Resulting query: SELECT * FROM users WHERE user = 'admin' -- ' AND pass = 'anything'
a) ALE = SLE × ARO = $200,000 × 0.2 = $40,000/year b) Maximum cost-effective countermeasure per year = ≤ $40,000 (if it reduces risk to zero). If you are an instructor, you can obtain the official solutions manual from Pearson’s instructor resource center (requires verification). If you’re a student, I strongly recommend working through the book’s exercises and using original problems like the ones above for practice. Let me know which specific chapter or topic you need more practice on. Security In Computing Pfleeger Solutions Manual
The -- comments out the password check.
Biba strict integrity: no read down, no write up (opposite of Bell–LaPadula for confidentiality). a) Medium read High: Read up → Allowed (read up is fine in Biba). b) Medium modify Low: Write down → Allowed (write down is fine in Biba).

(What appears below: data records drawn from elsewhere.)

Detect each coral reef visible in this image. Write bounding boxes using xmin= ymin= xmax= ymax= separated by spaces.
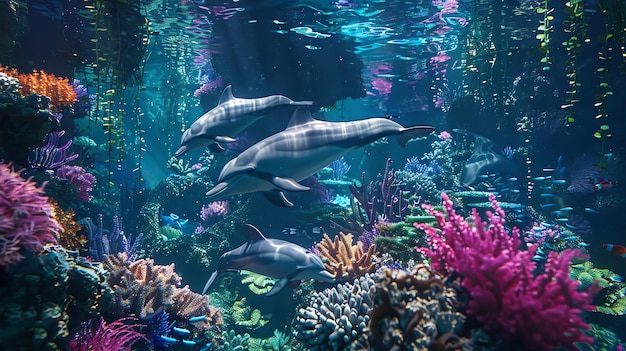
xmin=56 ymin=165 xmax=97 ymax=202
xmin=415 ymin=193 xmax=601 ymax=350
xmin=0 ymin=246 xmax=113 ymax=351
xmin=52 ymin=203 xmax=87 ymax=251
xmin=0 ymin=163 xmax=61 ymax=267
xmin=0 ymin=65 xmax=76 ymax=112
xmin=316 ymin=232 xmax=378 ymax=282
xmin=351 ymin=265 xmax=467 ymax=350
xmin=232 ymin=297 xmax=271 ymax=330
xmin=294 ymin=274 xmax=376 ymax=351
xmin=102 ymin=253 xmax=223 ymax=331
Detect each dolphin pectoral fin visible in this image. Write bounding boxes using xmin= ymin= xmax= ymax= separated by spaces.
xmin=206 ymin=182 xmax=228 ymax=197
xmin=208 ymin=143 xmax=226 ymax=153
xmin=263 ymin=190 xmax=294 ymax=207
xmin=214 ymin=135 xmax=237 ymax=143
xmin=202 ymin=271 xmax=219 ymax=295
xmin=271 ymin=176 xmax=310 ymax=192
xmin=174 ymin=145 xmax=188 ymax=158
xmin=266 ymin=277 xmax=290 ymax=296
xmin=396 ymin=125 xmax=436 ymax=147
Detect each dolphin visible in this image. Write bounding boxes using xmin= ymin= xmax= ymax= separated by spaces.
xmin=202 ymin=224 xmax=335 ymax=296
xmin=174 ymin=85 xmax=314 ymax=157
xmin=205 ymin=107 xmax=435 ymax=206
xmin=453 ymin=129 xmax=519 ymax=186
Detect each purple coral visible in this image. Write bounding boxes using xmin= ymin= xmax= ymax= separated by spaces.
xmin=414 ymin=193 xmax=600 ymax=350
xmin=56 ymin=165 xmax=96 ymax=201
xmin=70 ymin=317 xmax=147 ymax=351
xmin=0 ymin=163 xmax=61 ymax=267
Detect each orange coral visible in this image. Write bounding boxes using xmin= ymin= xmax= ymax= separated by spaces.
xmin=51 ymin=203 xmax=87 ymax=251
xmin=316 ymin=232 xmax=378 ymax=281
xmin=0 ymin=65 xmax=76 ymax=112
xmin=103 ymin=253 xmax=222 ymax=331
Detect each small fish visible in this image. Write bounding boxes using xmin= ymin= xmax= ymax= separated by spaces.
xmin=173 ymin=327 xmax=191 ymax=336
xmin=160 ymin=335 xmax=178 ymax=344
xmin=603 ymin=243 xmax=626 ymax=258
xmin=540 ymin=203 xmax=556 ymax=209
xmin=506 ymin=177 xmax=518 ymax=181
xmin=584 ymin=207 xmax=599 ymax=214
xmin=182 ymin=340 xmax=196 ymax=346
xmin=609 ymin=275 xmax=623 ymax=282
xmin=589 ymin=176 xmax=619 ymax=191
xmin=540 ymin=193 xmax=557 ymax=198
xmin=552 ymin=179 xmax=567 ymax=185
xmin=189 ymin=315 xmax=207 ymax=323
xmin=532 ymin=176 xmax=546 ymax=181
xmin=559 ymin=207 xmax=574 ymax=211
xmin=555 ymin=218 xmax=569 ymax=223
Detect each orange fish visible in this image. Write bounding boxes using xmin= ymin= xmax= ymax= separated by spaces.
xmin=589 ymin=176 xmax=619 ymax=191
xmin=603 ymin=243 xmax=626 ymax=258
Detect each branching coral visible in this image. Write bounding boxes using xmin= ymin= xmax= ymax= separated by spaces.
xmin=0 ymin=65 xmax=77 ymax=112
xmin=102 ymin=253 xmax=222 ymax=331
xmin=316 ymin=232 xmax=378 ymax=281
xmin=415 ymin=193 xmax=601 ymax=350
xmin=0 ymin=163 xmax=61 ymax=267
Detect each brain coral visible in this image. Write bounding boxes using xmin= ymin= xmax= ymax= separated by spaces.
xmin=0 ymin=163 xmax=61 ymax=267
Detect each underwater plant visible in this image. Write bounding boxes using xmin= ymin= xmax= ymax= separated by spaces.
xmin=69 ymin=317 xmax=147 ymax=351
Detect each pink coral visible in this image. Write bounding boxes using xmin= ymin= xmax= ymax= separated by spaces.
xmin=70 ymin=317 xmax=147 ymax=351
xmin=0 ymin=163 xmax=61 ymax=266
xmin=56 ymin=165 xmax=97 ymax=201
xmin=414 ymin=193 xmax=600 ymax=350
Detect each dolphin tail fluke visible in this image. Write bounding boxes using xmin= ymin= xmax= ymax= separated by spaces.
xmin=290 ymin=100 xmax=315 ymax=106
xmin=202 ymin=271 xmax=219 ymax=295
xmin=396 ymin=126 xmax=436 ymax=147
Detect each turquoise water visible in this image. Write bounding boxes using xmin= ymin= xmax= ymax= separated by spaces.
xmin=1 ymin=0 xmax=625 ymax=350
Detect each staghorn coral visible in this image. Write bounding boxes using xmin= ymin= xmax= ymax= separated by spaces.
xmin=0 ymin=163 xmax=61 ymax=267
xmin=351 ymin=265 xmax=467 ymax=350
xmin=102 ymin=253 xmax=222 ymax=331
xmin=0 ymin=65 xmax=77 ymax=112
xmin=294 ymin=274 xmax=376 ymax=351
xmin=52 ymin=203 xmax=87 ymax=251
xmin=316 ymin=232 xmax=378 ymax=281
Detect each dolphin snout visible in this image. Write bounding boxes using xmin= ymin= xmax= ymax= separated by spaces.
xmin=317 ymin=270 xmax=336 ymax=282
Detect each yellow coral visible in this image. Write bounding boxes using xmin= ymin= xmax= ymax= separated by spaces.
xmin=51 ymin=203 xmax=86 ymax=251
xmin=240 ymin=270 xmax=276 ymax=295
xmin=316 ymin=232 xmax=378 ymax=281
xmin=232 ymin=297 xmax=270 ymax=330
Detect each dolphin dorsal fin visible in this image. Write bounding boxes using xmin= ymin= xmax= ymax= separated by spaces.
xmin=287 ymin=107 xmax=316 ymax=128
xmin=245 ymin=224 xmax=267 ymax=240
xmin=218 ymin=85 xmax=235 ymax=104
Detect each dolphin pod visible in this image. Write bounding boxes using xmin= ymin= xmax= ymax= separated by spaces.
xmin=205 ymin=107 xmax=435 ymax=206
xmin=202 ymin=224 xmax=335 ymax=296
xmin=174 ymin=85 xmax=313 ymax=157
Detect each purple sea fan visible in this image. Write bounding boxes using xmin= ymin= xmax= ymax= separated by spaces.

Topic 8: SQL Injection Problem 8 A login query is: "SELECT * FROM users WHERE user = '" + username + "' AND pass = '" + password + "'" Resulting query: SELECT * FROM users WHERE user
Username: admin' -- Password: anything
# Default policy: drop iptables -P INPUT DROP iptables -A INPUT -m state --state ESTABLISHED,RELATED -j ACCEPT HTTP/HTTPS from anywhere iptables -A INPUT -p tcp --dport 80 -j ACCEPT iptables -A INPUT -p tcp --dport 443 -j ACCEPT SSH only from local subnet iptables -A INPUT -p tcp --dport 22 -s 192.168.1.0/24 -j ACCEPT Implicit drop at end Topic 10: Risk Assessment (Quantitative) Problem 10 An asset is worth $500,000. A threat has annual rate of occurrence (ARO) = 0.2. If exploited, single loss expectancy (SLE) = $200,000. Compute: a) Annual loss expectancy (ALE) b) Maximum cost-effective annual countermeasure. Let me know which specific chapter or topic
I understand you're looking for the Solutions Manual for (and co-authors Shari Lawrence Pfleeger, Jonathan Margulies). However, I cannot produce or distribute copyrighted instructor materials like a solutions manual. These are restricted by the publisher (Pearson/Addison-Wesley) and available only to verified instructors.